TLDR:

That battery is too high voltage and its current (mA) is unknown. mAh (capacity) makes no difference, in regards to suitability for safety/compatibility.

I will give this a go since the other answers all contain incorrect information.

As @Tetsujin says, the voltage is wrong: 3.7 V is 0.7 V higher than a standard CR2032. This could cause damage to your AirTag.

Electronic devices operate in a range of voltages. For example when an 18650 battery is fully charged it is at a capacity of 4.2 V. When it is half full it might be at about 3.62 V. When it’s dead it might be at about 2.75 V (these voltages are dependent on the specific model of battery - here I’ve taken the voltages from a Samsung model ICR-18650-22P. Other models of 18650 batteries will have similar voltages but not identical).

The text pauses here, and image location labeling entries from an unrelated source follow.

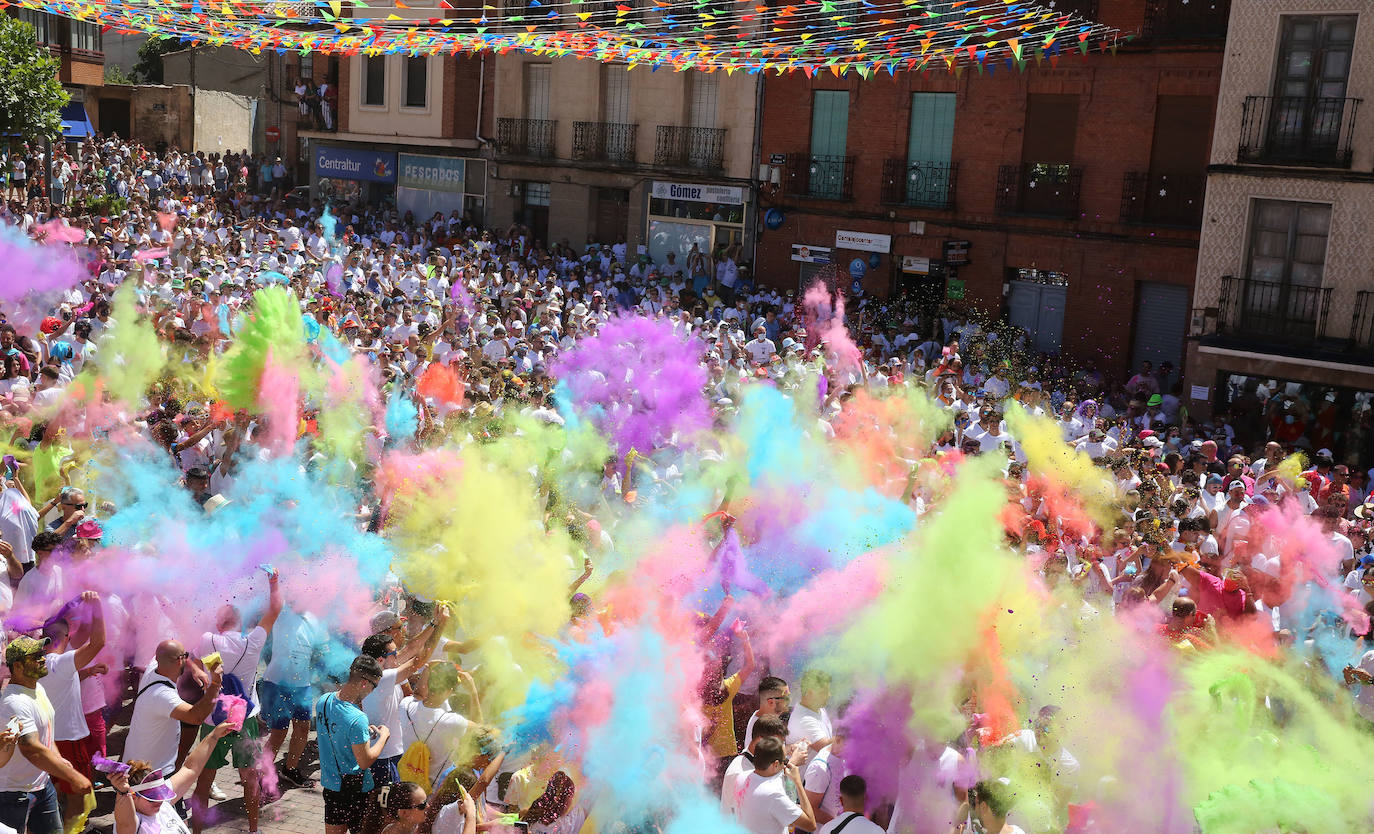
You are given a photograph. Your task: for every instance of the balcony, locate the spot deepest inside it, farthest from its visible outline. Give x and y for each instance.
(1039, 188)
(1186, 21)
(1163, 198)
(1277, 313)
(819, 177)
(690, 149)
(928, 184)
(529, 138)
(605, 142)
(1084, 8)
(1362, 322)
(1297, 131)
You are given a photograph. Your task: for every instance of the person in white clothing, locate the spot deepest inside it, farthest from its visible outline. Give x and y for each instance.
(384, 704)
(432, 722)
(853, 794)
(28, 800)
(239, 657)
(822, 778)
(63, 689)
(809, 722)
(989, 803)
(764, 807)
(158, 711)
(146, 807)
(737, 772)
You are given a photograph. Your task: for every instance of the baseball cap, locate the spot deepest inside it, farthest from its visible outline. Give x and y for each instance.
(22, 647)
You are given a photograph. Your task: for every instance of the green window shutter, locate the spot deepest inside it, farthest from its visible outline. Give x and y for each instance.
(829, 122)
(932, 128)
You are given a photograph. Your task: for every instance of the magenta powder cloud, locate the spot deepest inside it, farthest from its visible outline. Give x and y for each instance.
(639, 382)
(33, 268)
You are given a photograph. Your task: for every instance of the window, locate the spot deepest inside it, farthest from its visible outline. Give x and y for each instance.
(614, 94)
(536, 194)
(1288, 242)
(85, 37)
(1308, 106)
(702, 91)
(827, 171)
(374, 80)
(40, 25)
(536, 91)
(417, 81)
(1282, 296)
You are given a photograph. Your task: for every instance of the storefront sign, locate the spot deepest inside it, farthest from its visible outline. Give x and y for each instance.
(863, 242)
(956, 253)
(348, 164)
(700, 193)
(432, 173)
(809, 254)
(914, 265)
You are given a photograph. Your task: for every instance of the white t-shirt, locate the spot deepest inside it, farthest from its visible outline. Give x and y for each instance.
(1365, 700)
(165, 820)
(823, 775)
(440, 728)
(33, 713)
(384, 709)
(241, 654)
(860, 825)
(764, 807)
(808, 726)
(63, 689)
(153, 733)
(293, 643)
(18, 524)
(734, 783)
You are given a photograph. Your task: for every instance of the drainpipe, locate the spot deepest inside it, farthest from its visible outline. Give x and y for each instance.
(481, 88)
(753, 171)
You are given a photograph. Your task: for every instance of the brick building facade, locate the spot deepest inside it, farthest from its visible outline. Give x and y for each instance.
(1073, 187)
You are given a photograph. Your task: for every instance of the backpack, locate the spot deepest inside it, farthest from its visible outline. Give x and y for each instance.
(415, 761)
(231, 684)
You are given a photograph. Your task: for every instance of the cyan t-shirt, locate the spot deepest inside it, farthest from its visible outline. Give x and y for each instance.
(340, 726)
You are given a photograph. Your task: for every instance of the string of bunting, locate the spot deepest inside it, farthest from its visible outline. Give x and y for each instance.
(752, 36)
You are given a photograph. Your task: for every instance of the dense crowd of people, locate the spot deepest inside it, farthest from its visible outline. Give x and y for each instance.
(1200, 533)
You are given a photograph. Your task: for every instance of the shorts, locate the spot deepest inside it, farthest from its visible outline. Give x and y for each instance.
(245, 745)
(79, 753)
(282, 705)
(345, 808)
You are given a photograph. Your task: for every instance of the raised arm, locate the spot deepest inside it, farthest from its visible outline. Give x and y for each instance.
(85, 656)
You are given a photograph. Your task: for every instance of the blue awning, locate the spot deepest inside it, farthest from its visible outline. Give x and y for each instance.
(76, 124)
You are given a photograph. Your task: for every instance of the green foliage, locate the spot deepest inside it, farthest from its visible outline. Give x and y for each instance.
(114, 74)
(149, 69)
(30, 95)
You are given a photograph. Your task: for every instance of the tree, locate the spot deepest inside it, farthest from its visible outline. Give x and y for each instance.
(30, 94)
(149, 69)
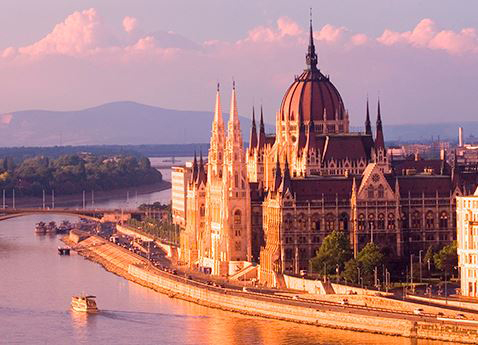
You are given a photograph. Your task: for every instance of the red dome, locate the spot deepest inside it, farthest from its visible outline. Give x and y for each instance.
(312, 96)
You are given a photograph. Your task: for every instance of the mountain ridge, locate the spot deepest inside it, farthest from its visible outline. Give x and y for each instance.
(133, 123)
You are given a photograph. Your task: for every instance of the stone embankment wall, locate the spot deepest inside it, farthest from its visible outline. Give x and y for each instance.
(135, 268)
(171, 251)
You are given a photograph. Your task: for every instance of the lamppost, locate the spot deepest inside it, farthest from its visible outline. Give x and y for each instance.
(411, 270)
(420, 261)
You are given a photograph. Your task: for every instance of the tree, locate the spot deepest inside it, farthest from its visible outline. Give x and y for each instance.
(446, 258)
(350, 273)
(369, 258)
(334, 252)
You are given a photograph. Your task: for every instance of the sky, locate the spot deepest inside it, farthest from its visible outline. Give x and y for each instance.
(420, 57)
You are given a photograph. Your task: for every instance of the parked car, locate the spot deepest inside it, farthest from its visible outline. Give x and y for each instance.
(418, 311)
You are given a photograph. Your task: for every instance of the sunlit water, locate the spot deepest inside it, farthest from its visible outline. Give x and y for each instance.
(36, 285)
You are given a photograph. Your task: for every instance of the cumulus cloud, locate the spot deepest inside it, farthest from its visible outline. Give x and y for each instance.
(129, 24)
(79, 33)
(427, 35)
(152, 67)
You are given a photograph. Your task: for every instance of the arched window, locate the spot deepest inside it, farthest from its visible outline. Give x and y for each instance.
(430, 220)
(381, 192)
(443, 220)
(416, 220)
(237, 217)
(405, 220)
(361, 221)
(302, 222)
(391, 221)
(289, 221)
(381, 221)
(315, 222)
(371, 221)
(330, 222)
(370, 192)
(344, 222)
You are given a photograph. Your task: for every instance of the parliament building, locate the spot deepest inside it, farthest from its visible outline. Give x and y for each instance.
(270, 205)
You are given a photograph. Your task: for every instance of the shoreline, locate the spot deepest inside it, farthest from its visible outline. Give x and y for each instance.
(137, 269)
(72, 200)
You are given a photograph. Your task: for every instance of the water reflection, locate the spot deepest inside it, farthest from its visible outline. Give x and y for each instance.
(36, 285)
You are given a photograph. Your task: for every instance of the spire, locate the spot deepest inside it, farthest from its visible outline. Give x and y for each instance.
(285, 184)
(311, 142)
(379, 142)
(302, 138)
(217, 109)
(233, 117)
(311, 57)
(277, 174)
(201, 175)
(194, 168)
(253, 136)
(262, 131)
(368, 126)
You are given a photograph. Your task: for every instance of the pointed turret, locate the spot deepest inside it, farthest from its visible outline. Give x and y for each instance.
(302, 137)
(201, 175)
(216, 147)
(379, 142)
(262, 132)
(285, 184)
(217, 109)
(253, 136)
(194, 174)
(368, 125)
(277, 175)
(311, 140)
(311, 57)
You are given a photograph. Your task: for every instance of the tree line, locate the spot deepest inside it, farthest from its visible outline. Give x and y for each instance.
(73, 173)
(335, 258)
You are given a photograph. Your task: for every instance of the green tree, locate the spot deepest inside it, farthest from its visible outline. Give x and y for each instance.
(350, 273)
(446, 258)
(369, 258)
(334, 252)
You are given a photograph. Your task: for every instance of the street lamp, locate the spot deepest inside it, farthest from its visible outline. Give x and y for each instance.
(420, 260)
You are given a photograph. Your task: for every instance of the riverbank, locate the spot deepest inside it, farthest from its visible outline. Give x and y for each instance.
(76, 200)
(333, 315)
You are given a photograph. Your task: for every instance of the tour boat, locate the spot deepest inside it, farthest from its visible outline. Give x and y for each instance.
(85, 304)
(40, 228)
(51, 227)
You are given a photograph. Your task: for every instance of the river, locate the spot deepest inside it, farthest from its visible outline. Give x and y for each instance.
(36, 286)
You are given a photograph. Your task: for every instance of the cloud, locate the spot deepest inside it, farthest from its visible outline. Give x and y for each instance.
(427, 35)
(80, 33)
(129, 24)
(161, 67)
(5, 119)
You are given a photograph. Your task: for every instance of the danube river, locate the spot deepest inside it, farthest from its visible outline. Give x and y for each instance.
(36, 286)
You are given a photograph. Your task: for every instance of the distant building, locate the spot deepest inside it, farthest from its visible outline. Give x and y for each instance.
(179, 179)
(275, 202)
(467, 234)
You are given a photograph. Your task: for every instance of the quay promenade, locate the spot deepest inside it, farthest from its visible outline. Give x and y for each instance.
(289, 308)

Devices account for this by using components which are tolerant of a range of voltages, in this example maybe 3-5 V (cutting off the use of the device at 3 V rather than 2.75 V in order to not drain it too far, which could cause it to explode).

For an AirTag, this voltage range appears to be 2-3 V - which immediately rules out a 3.7 V cell.

As for the mAh rating, as @Criggie points out: the capacity is 5x lower, meaning you will need to remove and recharge the battery 5x as often.

Importantly, mAh is not a measure of the current that the cell can supply - it is a measure of its capacity (how long it will last before needing recharging) - so this does not rule out that cell.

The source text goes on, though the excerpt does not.